About these ads

Video Game Review: ‘BEYOND: Two Souls’

Beyond Two Souls

beyond

In many ways the swan song for the Playstation 3, BEYOND: Two Souls is a mess. It’s a beautiful mess, but it’s still a mess.

Controversial writer/director David Cage and his company Quantic Dream have been known to deliver divisive products, as even the adored Heavy Rain has its detractors. However, BEYOND: Two Souls is so divisive that it practically reinvents and redefines the word. There will be those who will hate it and there will be those who love it. At the end of the day however, just because something is different and can initiate conversation does not necessarily mean it’s going to be a new standard bearer.

Perhaps the best word besides divisive that can be used to describe B:TS is frustrating. The gameplay can be frustrating, the story is frustrating, the emotions in the game are frustrating. I can’t quite decide if this is by design or not. BEYOND: Two Souls is almost like that indie film that tries so hard but in the end you’re left with something that is convoluted, gives you brief moments where you see what the director is trying to do but ultimately the film just crumbles under its own weight and nothing in BEYOND suffers from this more than the actual story. The basic story of B:TS follows a young woman named Jodie Holmes (excellently played by Ellen Page) who since she was very young has been linked to an entity called Aiden. Living a normal life is practically impossible so her parents seek the help of researcher Nathan Dawkins (played by Willem Dafoe) who takes Jodie in and studies what goes on around her, while also being a surrogate father figure to her. This story, instead of being told in sequential order, is told through scenes in a somewhat fragmented and random order. You’ll go from a scene with teenage Jodie to one with her as a little child and then suddenly with her as an adult. Some of fragmentation actually does work as you’ll see why David Cage put one scene before or after another, but more often than not you’ll just wonder why in the world it couldn’t just be told in a straight-forward manner. Why do I need a scene of Jodie joining the CIA and then the next scene is her having a snowball fight as a little girl? I have no idea.

beyond-two-souls_510

This leads into the next problem with the story: for every one thing the story does that evokes emotion out of you and causes you to really empathize with Jodie as a character, it will do two things to make you not care about something else. The game contains several arcs with Jodie as an adult that are just simply unnecessary and unwanted. The real meat of the game is Jodie’s inner struggle with her entity and the chaos it causes in her life.

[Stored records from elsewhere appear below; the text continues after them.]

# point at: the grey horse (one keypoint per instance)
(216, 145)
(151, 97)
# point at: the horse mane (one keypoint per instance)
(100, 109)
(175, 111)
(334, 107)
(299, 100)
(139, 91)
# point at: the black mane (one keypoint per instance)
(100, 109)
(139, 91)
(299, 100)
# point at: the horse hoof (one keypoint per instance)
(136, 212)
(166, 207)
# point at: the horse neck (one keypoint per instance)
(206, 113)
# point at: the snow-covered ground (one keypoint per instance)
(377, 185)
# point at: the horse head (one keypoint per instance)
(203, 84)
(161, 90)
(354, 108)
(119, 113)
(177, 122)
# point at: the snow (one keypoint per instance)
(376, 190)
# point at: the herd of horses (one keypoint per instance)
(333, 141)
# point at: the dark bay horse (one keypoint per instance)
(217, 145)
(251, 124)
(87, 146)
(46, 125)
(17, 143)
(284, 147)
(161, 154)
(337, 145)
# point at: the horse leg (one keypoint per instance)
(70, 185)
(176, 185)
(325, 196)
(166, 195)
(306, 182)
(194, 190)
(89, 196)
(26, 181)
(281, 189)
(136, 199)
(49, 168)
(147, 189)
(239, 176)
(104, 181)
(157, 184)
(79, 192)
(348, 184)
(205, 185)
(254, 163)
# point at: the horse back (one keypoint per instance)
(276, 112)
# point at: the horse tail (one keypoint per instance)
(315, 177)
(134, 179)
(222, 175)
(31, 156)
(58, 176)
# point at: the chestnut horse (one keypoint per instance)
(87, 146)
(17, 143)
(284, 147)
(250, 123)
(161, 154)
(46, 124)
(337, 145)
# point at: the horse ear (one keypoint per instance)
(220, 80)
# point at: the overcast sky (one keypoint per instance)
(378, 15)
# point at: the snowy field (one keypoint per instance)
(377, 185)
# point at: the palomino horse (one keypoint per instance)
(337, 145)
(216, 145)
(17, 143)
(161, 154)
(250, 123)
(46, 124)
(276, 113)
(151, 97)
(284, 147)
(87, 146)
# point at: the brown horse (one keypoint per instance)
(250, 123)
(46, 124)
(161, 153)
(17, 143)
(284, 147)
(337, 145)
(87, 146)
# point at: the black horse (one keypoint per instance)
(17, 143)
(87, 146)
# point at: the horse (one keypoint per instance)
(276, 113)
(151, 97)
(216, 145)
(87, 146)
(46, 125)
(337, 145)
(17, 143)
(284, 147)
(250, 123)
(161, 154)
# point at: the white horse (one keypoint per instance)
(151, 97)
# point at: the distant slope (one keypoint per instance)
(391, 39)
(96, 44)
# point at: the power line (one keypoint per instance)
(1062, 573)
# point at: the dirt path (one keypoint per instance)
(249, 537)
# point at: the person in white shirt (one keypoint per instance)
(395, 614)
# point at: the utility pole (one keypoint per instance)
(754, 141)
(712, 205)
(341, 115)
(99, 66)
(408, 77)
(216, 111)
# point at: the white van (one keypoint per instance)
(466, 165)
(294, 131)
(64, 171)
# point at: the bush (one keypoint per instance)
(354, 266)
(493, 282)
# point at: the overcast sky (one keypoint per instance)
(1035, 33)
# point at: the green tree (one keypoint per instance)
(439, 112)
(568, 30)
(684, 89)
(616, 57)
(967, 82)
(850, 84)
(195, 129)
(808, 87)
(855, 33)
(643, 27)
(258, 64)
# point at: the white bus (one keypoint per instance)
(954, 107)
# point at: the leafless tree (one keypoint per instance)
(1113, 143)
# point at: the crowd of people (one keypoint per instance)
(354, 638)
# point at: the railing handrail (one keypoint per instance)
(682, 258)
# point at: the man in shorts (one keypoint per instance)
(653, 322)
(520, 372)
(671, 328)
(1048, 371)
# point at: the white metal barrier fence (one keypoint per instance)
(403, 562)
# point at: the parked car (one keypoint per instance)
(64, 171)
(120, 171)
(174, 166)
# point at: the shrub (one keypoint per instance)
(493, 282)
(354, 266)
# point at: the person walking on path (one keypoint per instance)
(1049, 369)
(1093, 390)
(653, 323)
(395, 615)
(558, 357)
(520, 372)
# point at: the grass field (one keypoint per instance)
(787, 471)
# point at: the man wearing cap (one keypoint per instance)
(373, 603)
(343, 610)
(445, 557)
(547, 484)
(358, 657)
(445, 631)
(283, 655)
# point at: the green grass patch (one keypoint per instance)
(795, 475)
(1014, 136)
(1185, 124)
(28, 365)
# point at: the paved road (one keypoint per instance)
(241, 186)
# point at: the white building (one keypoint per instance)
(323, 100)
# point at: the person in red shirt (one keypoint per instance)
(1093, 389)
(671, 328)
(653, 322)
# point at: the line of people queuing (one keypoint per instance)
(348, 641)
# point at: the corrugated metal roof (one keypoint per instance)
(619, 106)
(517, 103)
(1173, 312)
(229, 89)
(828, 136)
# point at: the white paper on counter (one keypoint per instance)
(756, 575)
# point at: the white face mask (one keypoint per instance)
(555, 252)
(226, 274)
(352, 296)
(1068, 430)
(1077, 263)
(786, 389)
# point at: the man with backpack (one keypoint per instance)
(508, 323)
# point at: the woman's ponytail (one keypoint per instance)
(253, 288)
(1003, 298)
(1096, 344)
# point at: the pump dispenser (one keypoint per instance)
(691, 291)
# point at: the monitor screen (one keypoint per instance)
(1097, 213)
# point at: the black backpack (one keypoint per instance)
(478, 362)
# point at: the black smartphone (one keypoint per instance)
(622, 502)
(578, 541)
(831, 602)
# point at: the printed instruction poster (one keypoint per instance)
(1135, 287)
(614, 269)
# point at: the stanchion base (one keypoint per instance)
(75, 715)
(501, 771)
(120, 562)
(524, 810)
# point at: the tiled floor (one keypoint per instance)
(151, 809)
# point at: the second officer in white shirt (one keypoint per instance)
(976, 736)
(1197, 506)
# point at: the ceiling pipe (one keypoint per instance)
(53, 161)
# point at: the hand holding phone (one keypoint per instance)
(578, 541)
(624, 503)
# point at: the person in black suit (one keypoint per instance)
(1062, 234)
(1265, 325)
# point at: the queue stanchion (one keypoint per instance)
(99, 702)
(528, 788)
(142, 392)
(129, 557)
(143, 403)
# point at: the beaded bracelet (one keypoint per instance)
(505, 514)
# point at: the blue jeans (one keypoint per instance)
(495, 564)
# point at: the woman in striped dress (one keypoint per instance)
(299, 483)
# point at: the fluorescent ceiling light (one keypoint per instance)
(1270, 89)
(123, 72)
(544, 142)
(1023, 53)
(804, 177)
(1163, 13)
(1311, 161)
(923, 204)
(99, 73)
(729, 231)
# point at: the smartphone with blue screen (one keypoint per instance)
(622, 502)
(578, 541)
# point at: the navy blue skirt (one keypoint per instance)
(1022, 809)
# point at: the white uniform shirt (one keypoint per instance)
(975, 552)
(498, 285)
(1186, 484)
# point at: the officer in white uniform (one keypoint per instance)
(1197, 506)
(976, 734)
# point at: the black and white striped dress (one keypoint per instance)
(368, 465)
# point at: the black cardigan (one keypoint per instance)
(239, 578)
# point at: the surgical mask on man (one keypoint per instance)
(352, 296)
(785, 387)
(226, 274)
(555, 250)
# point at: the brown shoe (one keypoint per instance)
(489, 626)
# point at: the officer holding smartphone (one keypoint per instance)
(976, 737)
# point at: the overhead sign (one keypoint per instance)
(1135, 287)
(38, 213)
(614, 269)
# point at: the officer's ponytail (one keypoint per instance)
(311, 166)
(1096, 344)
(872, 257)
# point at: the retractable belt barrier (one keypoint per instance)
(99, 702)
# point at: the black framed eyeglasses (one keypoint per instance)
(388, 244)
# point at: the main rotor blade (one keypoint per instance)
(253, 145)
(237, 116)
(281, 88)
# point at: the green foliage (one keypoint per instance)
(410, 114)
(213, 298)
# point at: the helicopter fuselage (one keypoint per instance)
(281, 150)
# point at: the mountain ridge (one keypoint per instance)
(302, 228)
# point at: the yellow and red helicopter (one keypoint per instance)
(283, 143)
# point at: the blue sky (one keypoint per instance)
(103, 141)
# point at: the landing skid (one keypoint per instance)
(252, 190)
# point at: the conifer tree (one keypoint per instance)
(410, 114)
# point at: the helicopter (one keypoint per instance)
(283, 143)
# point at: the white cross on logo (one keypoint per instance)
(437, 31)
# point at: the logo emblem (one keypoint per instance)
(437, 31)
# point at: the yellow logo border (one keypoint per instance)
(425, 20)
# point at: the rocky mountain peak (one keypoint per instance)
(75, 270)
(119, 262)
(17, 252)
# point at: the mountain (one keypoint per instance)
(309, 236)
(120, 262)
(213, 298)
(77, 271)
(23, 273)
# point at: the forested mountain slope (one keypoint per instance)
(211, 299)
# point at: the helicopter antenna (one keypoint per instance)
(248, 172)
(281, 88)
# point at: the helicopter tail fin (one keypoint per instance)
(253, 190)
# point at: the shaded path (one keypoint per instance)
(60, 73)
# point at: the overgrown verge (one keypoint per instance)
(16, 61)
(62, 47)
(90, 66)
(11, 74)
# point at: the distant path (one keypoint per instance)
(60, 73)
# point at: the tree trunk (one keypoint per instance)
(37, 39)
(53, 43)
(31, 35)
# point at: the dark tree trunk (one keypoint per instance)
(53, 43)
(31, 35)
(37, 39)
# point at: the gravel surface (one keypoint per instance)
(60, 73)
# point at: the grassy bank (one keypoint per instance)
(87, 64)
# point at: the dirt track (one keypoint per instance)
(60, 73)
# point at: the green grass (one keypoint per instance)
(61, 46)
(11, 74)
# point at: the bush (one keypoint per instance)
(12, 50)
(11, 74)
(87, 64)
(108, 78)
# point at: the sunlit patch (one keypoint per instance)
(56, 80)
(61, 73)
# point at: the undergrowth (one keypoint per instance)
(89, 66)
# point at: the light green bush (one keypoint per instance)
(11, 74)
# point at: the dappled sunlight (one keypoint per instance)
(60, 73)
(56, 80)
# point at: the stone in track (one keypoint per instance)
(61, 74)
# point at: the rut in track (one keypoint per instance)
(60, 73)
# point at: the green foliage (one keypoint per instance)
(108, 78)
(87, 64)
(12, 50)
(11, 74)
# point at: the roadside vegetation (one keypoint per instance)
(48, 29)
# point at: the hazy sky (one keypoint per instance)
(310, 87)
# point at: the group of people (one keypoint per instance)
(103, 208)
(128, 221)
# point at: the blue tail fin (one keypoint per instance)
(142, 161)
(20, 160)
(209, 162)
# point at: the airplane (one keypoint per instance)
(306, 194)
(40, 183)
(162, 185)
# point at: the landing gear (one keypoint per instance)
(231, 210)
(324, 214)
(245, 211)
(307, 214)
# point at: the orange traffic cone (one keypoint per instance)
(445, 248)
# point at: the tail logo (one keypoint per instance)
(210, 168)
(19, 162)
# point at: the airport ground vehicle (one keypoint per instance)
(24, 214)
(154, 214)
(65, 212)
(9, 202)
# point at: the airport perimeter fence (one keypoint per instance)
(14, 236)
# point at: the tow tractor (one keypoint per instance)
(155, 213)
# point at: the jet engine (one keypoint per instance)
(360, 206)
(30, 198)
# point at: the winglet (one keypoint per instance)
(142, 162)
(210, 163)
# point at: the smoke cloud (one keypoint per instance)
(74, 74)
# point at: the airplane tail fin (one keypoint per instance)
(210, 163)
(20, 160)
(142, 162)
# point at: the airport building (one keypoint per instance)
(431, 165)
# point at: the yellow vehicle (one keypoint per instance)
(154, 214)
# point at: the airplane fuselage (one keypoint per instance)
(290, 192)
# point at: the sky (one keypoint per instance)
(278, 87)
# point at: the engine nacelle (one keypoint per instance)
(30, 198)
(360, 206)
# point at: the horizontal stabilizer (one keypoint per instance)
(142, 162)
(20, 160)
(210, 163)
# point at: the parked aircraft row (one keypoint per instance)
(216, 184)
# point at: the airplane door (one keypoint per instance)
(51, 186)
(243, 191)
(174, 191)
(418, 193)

Why is there not more of that but we’re given more and more of the terrible and clichéd storyline of Jodie and the CIA? Quantic Dreams works best when dealing with human stories and human emotions, not games with military espionage and recycled storylines. Speaking of gameplay, this is where more frustration sets in. Heavy Rain contained gameplay situations and moments that felt like they had weight to them; consequence. This is almost entirely stripped down for BEYOND. Controls are over-simplified for starters, as you could genuinely screw up in Heavy Rain and you had to move on but BEYOND does everything it can to never ever let you mess up. This completely removes any weight of any decision, but this really doesn’t even matter as decisions the game presents never have any real consequence anyways.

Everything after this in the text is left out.